動脈硬化の進行による足の血流障害や神経障害により足の創に気づかずに悪化させて、趾の切断を余儀なくされます。
足病が進行すると長く歩けなくなったり、歩くことが制限されたり、今まで当たり前のようにできていたことが困難になってしまいます。
そして足病の悪化は生命予後にも影響を与えます。
普段フットケア外来で足病患者の診療をしていると、足に合わない靴を履いて靴擦れしていたり、「何でこんなに創が悪化してからきたのか?」という場面に遭遇します。
「もっと早く診察に来ていれば足が切らずに済んだのに」と感じることがよくあります。
足病は早期発見と適切な治療を行うことが重要です。
世界的には、足病治療において医師や看護師をはじめ、理学療法士、義肢装具士、薬剤師、栄養士などのチームで関わる事が推奨されています。
しかし、どこに行けば足病を診てもらえるのか、適切な治療とはどんなものがあるのか?などの情報は少なく治療法などは確立されていないのが現状です。

そこで我々は、足病に対してどんな治療が安全で効果的なのかを確立していくために、「足病患者のリハビリテーション研究会」を発足し、幾つかの施設と協力して研究活動を進めています。
そしてより多くの足病患者を救えるように、全国規模の研修会「Foot Rehabilitation Expert Evidence(FREE conference)」を年に1回開催しています。(本年度は2019年2月24日開催予定)
足病の診療では、身体的な問題、生活習慣、社会的背景などの影響により再発を繰り返す患者さんを多く経験します。
よって医師、理学療法士、義肢装具士、看護師と情報を共有して、それぞれの専門性を発揮する必要があります。
理学療法士としては生活習慣や歩き方・足の変形・筋力などの評価を行い、医師や義肢装具士と相談しながら治療を進めていきます。
義肢装具や免荷用デバイスを使用するため、理学療法士と義肢装具士の関わりは特に重要と考えています。

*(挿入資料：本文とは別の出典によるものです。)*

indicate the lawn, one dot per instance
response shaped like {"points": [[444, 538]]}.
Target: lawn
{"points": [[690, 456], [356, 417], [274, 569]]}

しかし、理学療法士や義肢装具士を含めた研修会は全国的にも殆どありません。
そこでFREE conferenceでは足病患者を発症予防、創傷治療、再発予防など長期的に多職種が専門的にサポートできるような知識と技術を身に着けられる研修内容を企画しています。
我々は、足病においてリハビリテーション職種が専門性をもって、何が効果的で最良な治療かを、多くの仲間と共に研究活動と啓蒙活動を続けていきたいと考えています。
そしてこの活動がより多くの足を救うことに繋がる事を心から望んでいます。